Zusammen mit Lisa, mit der Mausbraunen und ihrer Freundin Biggi, mit Mady, der Buchhändlerin, und mit Erika hatte sie die Plätze an der Theke eingenommen, während sich die anderen um einen großen Tisch scharten.
    Die Bar des Dünenhotels war als Fischerkneipe hergerichtet, die Decke mit großen, grünen Netzen bespannt, in denen gläserne Kugeln schwangen. Strandgut war zu bizarren Mobiles arrangiert. In einer Ecke thronte sogar ein Anker, dem allerdings ein Stück fehlte; der Flunk war vermutlich in irgendeinem Sturm abgebrochen. Die Theke wurde gekrönt von einer bunten Lichterkette, säuberlich aufgereiht standen dahinter die Flaschen, und in der Ecke blinkte eine stattliche Jukebox im Las-Vegas-Design: »Rhythm is a dancer...«, Erika, das Glas Pfeffi in der Hand, hatte eine Mark eingeworfen und wippte nun im Takt zur Musik. Ihr rotes Haar reflektierte die Lämpchen aus der Jukebox. Sie tänzelte zur Theke zurück:
    »Na, Malte, hast du mal wieder den aufregendsten Abend der Woche erwischt?«
    Der Kellner grinste. Mit seinen feuerroten Haaren und dem Bart, der ein hageres und für sein Alter viel zu faltenreiches Gesicht umgab, wirkte er wie die Karikatur eines irischen Seemannes. Der Bart, etwas heller als die Flammenzeichen auf dem Kopf, stand um die Wangen widerspenstig ab, wölbte sich wohlerzogen nur um das kräftige Kinn; das Barthaar erinnerte an vertrockneten Seetang - so, wie der ganze Mann eigentlich wie ein Wasserwesen wirkte, ein schlankerer Cousin des mächtigen Neptun womöglich, ein Aufseher über den örtlichen Nixenharem… Aber nein, dazu war er zu sehr in sich gekehrt, zu still. Die wasserblauen Augen waren mehr nach innen als nach außen gerichtet, sehr weiße Hände griffen mechanisch nach immer neuen Bierkelchen und stellten sie unter den Zapfhahn, füllten sie, wischten den Schaum ab, ringelten einen Tropfschutz
um den Stiel, stellten das gefüllte Glas vor einer Frau ab, machten Striche auf Bierdeckel. Malte kannte die Frauen, und die Frauen kannten ihn. Er war tatsächlich zur See gefahren, zwanzig Jahre lang, auf einem der vielen Reparaturschiffe, die der Staat unterhielt. Um Zeit zu sparen, wurden defekte Schiffe nicht in die Häfen zurückgeholt, sondern gleich auf See wieder instandgesetzt, und auch die neuen Schiffe, die der Staat in großer Zahl auf der Schwesterinsel bauen ließ, mußten überprüft werden. Jede Woche ein neues Schiff, kein Mensch wußte, wer so viele Schiffe brauchte, aber jedenfalls hatte die Werft, die den Namen eines berühmten Arbeiterführers trug, immer genug zu tun, die Leute waren zufrieden, und man konnte hohe Produktivitätszahlen nach Berlin melden. Und darauf kam es an. Viele nutzten die offene See, um sich abzusetzen, erzählte Malte, also wurden die Kontrollen im Laufe der Jahre immer strenger. Keineswegs jeder durfte zur See fahren, es galt als eine Art Auszeichnung für zuverlässige Leute, zuverlässig freilich im politischen Sinn; die Maschinen warten konnten die Leute deshalb noch lange nicht.

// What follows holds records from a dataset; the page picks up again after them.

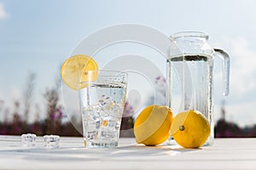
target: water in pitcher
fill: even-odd
[[[207,118],[211,135],[206,145],[212,145],[214,139],[212,62],[212,58],[206,54],[183,54],[167,60],[169,107],[176,114],[196,110]]]

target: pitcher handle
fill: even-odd
[[[223,94],[227,96],[230,94],[230,56],[222,49],[214,48],[214,51],[223,60]]]

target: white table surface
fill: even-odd
[[[216,139],[194,150],[120,139],[114,149],[85,149],[82,138],[61,137],[60,149],[45,149],[42,137],[29,148],[20,136],[0,136],[0,169],[256,169],[256,139]]]

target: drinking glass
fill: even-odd
[[[86,148],[118,145],[125,102],[127,73],[89,71],[79,90],[84,144]]]

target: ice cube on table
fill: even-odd
[[[24,146],[36,145],[37,135],[33,133],[26,133],[21,135],[21,143]]]
[[[58,135],[44,135],[44,144],[46,148],[59,148],[60,147],[60,136]]]

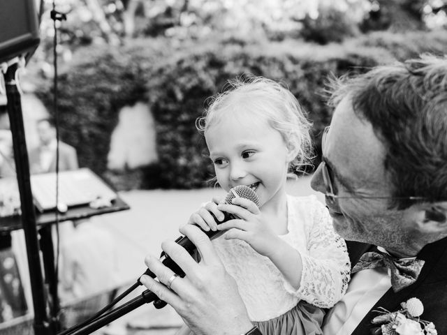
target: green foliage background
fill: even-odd
[[[446,35],[382,31],[326,45],[240,38],[175,43],[159,38],[132,40],[120,47],[91,45],[77,52],[59,75],[61,137],[76,148],[81,166],[118,189],[203,187],[213,172],[195,120],[206,99],[221,91],[228,79],[249,73],[282,81],[307,110],[314,123],[316,164],[321,131],[332,114],[323,98],[328,75],[365,72],[423,52],[447,54]],[[36,92],[49,107],[52,87],[45,82]],[[156,121],[159,161],[134,171],[108,171],[118,112],[142,100]]]

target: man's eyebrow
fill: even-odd
[[[352,181],[350,181],[349,178],[346,178],[345,177],[340,174],[332,163],[329,159],[328,159],[327,157],[322,156],[321,160],[323,161],[326,163],[326,165],[328,165],[328,166],[329,166],[329,168],[330,168],[330,171],[332,172],[334,177],[337,178],[338,182],[340,183],[342,186],[343,186],[343,187],[346,188],[349,191],[353,192],[354,190],[351,186]]]

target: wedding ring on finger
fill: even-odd
[[[174,280],[178,276],[179,276],[179,275],[177,274],[173,274],[173,276],[171,276],[171,277],[168,281],[168,284],[166,285],[168,288],[169,288],[170,290],[170,285],[173,285],[173,281],[174,281]]]

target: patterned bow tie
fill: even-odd
[[[425,261],[411,259],[400,260],[379,251],[365,253],[352,269],[352,273],[386,267],[391,272],[391,286],[396,292],[416,281]]]

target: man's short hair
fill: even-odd
[[[351,99],[385,145],[393,196],[447,200],[447,57],[423,55],[332,81],[330,103]],[[404,209],[414,201],[397,199]]]

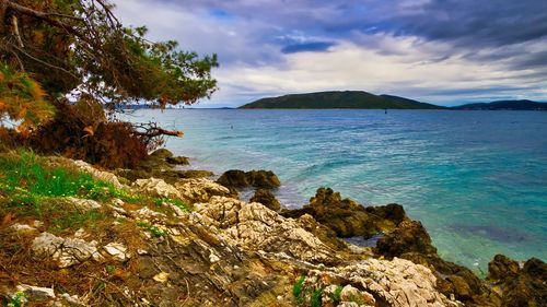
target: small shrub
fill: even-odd
[[[302,285],[304,284],[306,276],[302,275],[300,279],[296,281],[296,283],[292,286],[292,295],[294,295],[294,298],[296,299],[298,304],[303,304],[304,303],[304,297],[302,296]]]
[[[22,307],[24,302],[25,302],[25,294],[22,292],[18,292],[8,303],[8,307]]]
[[[340,303],[342,288],[344,287],[341,285],[337,285],[336,288],[335,288],[335,292],[333,292],[333,294],[330,295],[330,298],[333,299],[333,302],[335,304]]]
[[[156,226],[150,227],[149,231],[152,234],[152,236],[156,238],[165,236],[165,231],[158,228]]]
[[[323,306],[323,287],[319,287],[312,293],[312,298],[310,299],[310,305],[312,307]]]

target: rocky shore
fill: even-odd
[[[47,199],[101,216],[62,229],[11,212],[0,194],[2,306],[546,306],[542,260],[498,255],[481,280],[439,257],[399,204],[365,208],[319,188],[288,210],[271,172],[229,170],[213,181],[207,170],[178,170],[188,158],[166,150],[113,173],[43,160],[117,192]],[[255,189],[249,202],[242,188]],[[342,239],[356,236],[379,239],[370,247]]]

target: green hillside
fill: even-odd
[[[318,92],[261,98],[240,108],[265,109],[441,109],[416,101],[362,91]]]

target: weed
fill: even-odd
[[[323,306],[323,298],[322,298],[323,290],[324,290],[323,287],[319,287],[312,293],[312,298],[310,299],[310,305],[312,307]]]
[[[150,227],[149,231],[152,234],[152,236],[156,238],[165,236],[165,231],[158,228],[156,226]]]
[[[163,205],[164,203],[172,203],[178,208],[181,208],[183,211],[185,212],[189,212],[190,210],[188,209],[188,205],[179,200],[179,199],[172,199],[172,198],[154,198],[153,199],[153,203],[156,205],[156,206],[161,206]]]
[[[15,295],[8,303],[8,307],[22,307],[25,302],[25,294],[22,292],[15,293]]]
[[[166,235],[165,231],[163,231],[156,226],[152,226],[147,222],[137,222],[137,226],[148,229],[152,234],[152,236],[154,236],[156,238],[164,237]]]
[[[108,274],[110,274],[110,275],[112,275],[112,274],[114,274],[114,273],[116,272],[116,265],[106,264],[105,269],[106,269],[106,272],[107,272]]]
[[[358,305],[364,305],[364,299],[361,296],[351,295],[349,302],[357,303]]]
[[[336,304],[340,303],[341,300],[341,291],[342,291],[342,286],[341,285],[337,285],[335,291],[333,292],[333,294],[330,295],[330,298],[333,299],[333,302]]]
[[[296,283],[292,286],[292,295],[294,295],[294,298],[296,298],[298,304],[304,303],[304,297],[302,296],[302,285],[304,284],[305,279],[305,275],[301,275]]]

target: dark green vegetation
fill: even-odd
[[[304,284],[305,279],[306,279],[305,275],[300,276],[300,279],[292,286],[292,295],[294,296],[296,303],[299,304],[304,303],[304,297],[303,297],[304,290],[302,286]]]
[[[0,117],[20,123],[0,126],[0,142],[115,168],[136,166],[162,135],[182,135],[155,122],[120,122],[115,113],[141,101],[164,108],[209,97],[217,56],[151,42],[113,8],[105,0],[0,0]]]
[[[53,233],[74,231],[82,225],[100,225],[107,216],[102,210],[74,210],[69,197],[107,202],[115,198],[139,206],[161,209],[172,203],[184,211],[181,200],[152,198],[95,180],[88,173],[25,150],[0,153],[0,215],[16,214],[39,219]],[[161,229],[148,227],[155,236]],[[97,231],[101,231],[97,228]]]
[[[467,104],[454,107],[464,110],[547,110],[547,103],[532,101],[499,101],[492,103]]]
[[[444,107],[416,101],[374,95],[362,91],[318,92],[261,98],[240,108],[293,109],[442,109]]]

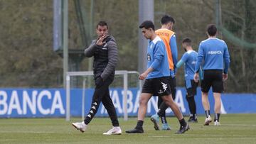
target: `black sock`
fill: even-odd
[[[206,110],[206,111],[205,111],[205,112],[206,112],[206,118],[208,117],[208,116],[210,115],[210,110]]]
[[[135,128],[137,128],[137,129],[142,129],[143,122],[144,122],[143,121],[138,120],[137,125],[135,127]]]
[[[191,113],[193,115],[193,118],[195,118],[195,114],[196,113],[196,105],[194,99],[194,96],[188,96],[186,97],[188,103],[188,108]]]
[[[215,113],[214,121],[219,121],[220,116],[220,113]]]
[[[180,124],[181,126],[186,126],[186,121],[185,119],[183,118],[181,120],[178,120],[178,121],[180,122]]]
[[[167,123],[166,117],[165,117],[165,116],[161,116],[161,121],[162,123]]]

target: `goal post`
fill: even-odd
[[[136,71],[127,71],[127,70],[117,70],[115,71],[115,75],[122,75],[123,76],[123,111],[124,111],[124,120],[128,120],[128,113],[127,113],[127,91],[128,91],[128,74],[136,74],[139,75],[139,73]],[[70,121],[70,77],[72,76],[93,76],[92,71],[85,71],[85,72],[68,72],[66,73],[66,115],[65,120],[66,121]],[[82,117],[84,118],[85,116],[85,80],[82,81]],[[139,89],[142,89],[142,81],[139,80]]]

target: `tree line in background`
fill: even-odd
[[[82,0],[81,0],[82,1]],[[90,9],[90,0],[84,0]],[[0,87],[62,87],[62,57],[53,50],[53,1],[0,0]],[[94,1],[94,23],[106,21],[115,38],[119,53],[117,70],[137,70],[138,1]],[[69,45],[71,49],[82,45],[74,1],[69,1]],[[221,1],[222,26],[233,36],[250,43],[256,43],[256,1]],[[215,22],[214,0],[155,0],[154,23],[160,28],[164,14],[173,16],[176,23],[178,59],[184,52],[181,41],[189,37],[198,50],[199,43],[207,38],[207,24]],[[95,28],[94,26],[93,28]],[[93,30],[95,31],[95,30]],[[96,35],[94,35],[95,38]],[[237,45],[220,33],[230,54],[229,79],[225,83],[227,92],[256,92],[256,48]],[[80,70],[88,70],[84,59]],[[178,86],[183,87],[183,70],[177,73]]]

    »Irgendwann gab es mehr Leute vonner Sicherheit als Seeleute«, sagte Malte grinsend. »Wenn mal’n richtiger Sturm gekommen wäre, wären wir glatt versuppt, mit Mann und Maus, so viele Fachleute hatten wir an Bord!« Er lachte. »Aber natürlich konnste keenen Schritt tun, ohne daß du beobachtet wurdest. Irgendwann hatte ich die Neese echt voll.«
    Malte hatte rechtzeitig die Lust verloren, rechtzeitig, bevor nicht mehr zu übersehen war, daß da eine Scheinwirtschaft entstanden war, die keinem mehr nutzte, rechtzeitig, bevor selbst die hartgesottensten Planer erkennen mußten, daß Störe und Lachse einfach »aus« waren. Komplett leergefischt war die Ostsee, vielleicht, so trösteten sich die Fischer, hatten ein paar Schwärme sich auch noch rechtzeitig davongemacht, ihre Zugrouten geändert... Wahrscheinlich
war das nicht. Den paar Fischern, die durchgehalten hatten, war in erster Linie Blankfisch geblieben: Hering und Sprott. Malte indessen war zufrieden, trotz des Niedergangs einer ganzen Industrie. Er hatte immerhin hierbleiben können, hatte jetzt Zeit, sein kleines, graues Häuschen zu streichen, und seine Tochter konnte noch ein Weilchen hier zur Schule gehen, bevor auch sie in ein Internat auf dem Festland geschickt werden würde. Und die Frau? Wieder zuckte Malte die Achseln. Die war auf und davon, bei der ersten Gelegenheit.